Make sure that the following conditions are met before using deduplication:
- Check that the required license is installed.
- Si3S is supported on all available Linux (additional RDS required) and Windows operating systems. Si3S is already a part of a SEP sesam Windows client package, but is not included in the Linux client package. To use it on Linux, you need to install SEP sesam RDS/Server to the Linux backup client. For details on supported OS, see SEP sesam OS and Database Support Matrix.
- At least one Si3 deduplication store has to be configured on either a SEP sesam Server or SEP sesam Remote Device Server. For details on how to set it up, see Configuring Si3 Deduplication Store.
- Si3S increases CPU overhead in the production environment to calculate hashes. Therefore the minimum requirements for the system which is going to be backed are:
- Minimum of 2 CPU cores
- 2 GB RAM
Configuring source-side deduplication
Configuring Si3S consists of 3 main steps:
- Creating a required backup environment with a deduplication store. Check the Si3 Deduplication Hardware Requirements and follow the step-by-step procedure as described in Configuring Si3 Deduplication Store.
- Once the Si3 deduplication store is created, configure the media pools.
- Set up your backup strategy by following the standard backup procedure: First, you will create a backup task by selecting the data to be backed up, then you will specify when you want to back up your data by creating a backup schedule, and afterwards you will create a backup event. In this step you will also enable the SEP Si3 source-side deduplication (see below).
|You can also use the Immediate Start button to enable the Si3S and start your backup instantly.|
Creating a backup event with enabled Si3S
When creating a backup event, you can also enable source-side deduplication.
- From Main Selection -> Scheduling -> Schedules, right-click the schedule for which you want to create a new event then click New Backup Event.
- Under Sequence control, you can set up the Priority of your backup event. For details, see Setting Event Priorities.
- Under the Object, select the task or task group to which you want to link this event.
- Under Parameter, specify the Backup level.
- From the Media pool drop-down list, select the target media pool to which the data will be backed up. Note that you have to select the media pool which is combined with an Si3 deduplication store backend.
- Select the check box SEP Si3 Source Side Deduplication.
- Click OK to save the event.
Enabling and starting Si3S instantly
- From the menu bar, select Activities -> Immediate Start -> Backup.
- In the Immediate Start: Backup dialog, select a deduplication media pool as your backup target.
- The check box SEP Si3 Source Side Deduplication is shown: select it and click Start.
Verifying if Si3S is used
You can verify if source-side deduplication is applied by selecting Job State -> Backups in the Main Selection window.
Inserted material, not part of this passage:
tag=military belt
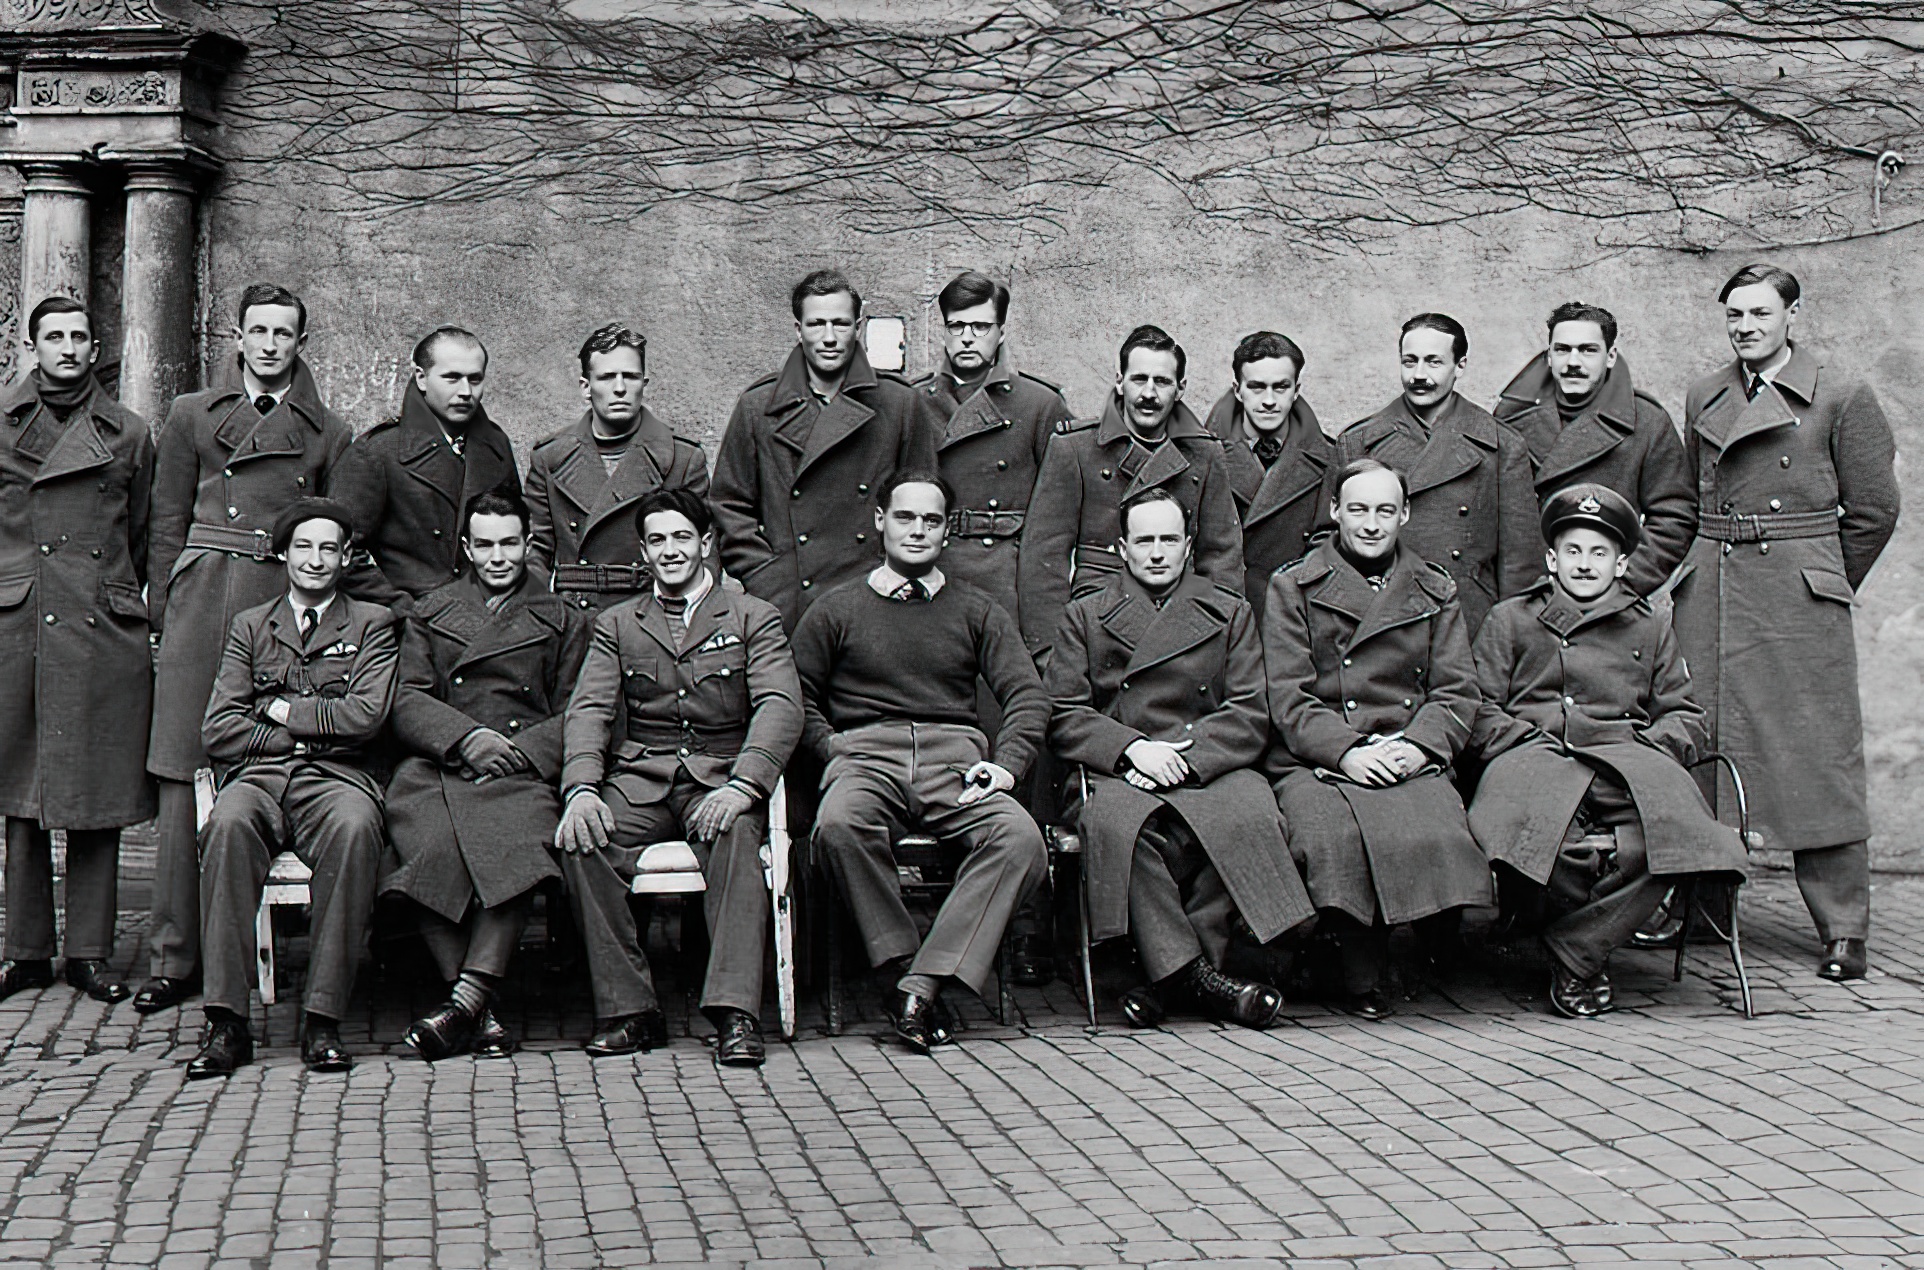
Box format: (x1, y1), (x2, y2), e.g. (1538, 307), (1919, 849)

The job state overview provides detailed information on backup status and shows a selected check box in the column Source Side Deduplication if source-side deduplication will be executed for a task. The Si3S status overview also provides information on the job status, deduplication ratio, start and stop time of the Si3S, data size and throughput, assigned media pool, etc.
As of 4.4.3 Beefalo V2, you can also check the details of your backups online by using new Web UI. The information about the source-side deduplication execution is shown in the Main Log. For details, see SEP sesam Web UI.
What network port is used for backup?
The client will connect the RDS or backup server on the following destination port: 11701 + the first dedup drive. For example, when the first dedup drive is 9, client will use the port 11710. Make sure that the respective port is opened in the firewall on RDS or SEP sesam Server. You may need to manually detect and open the relevant port. The source port will be random.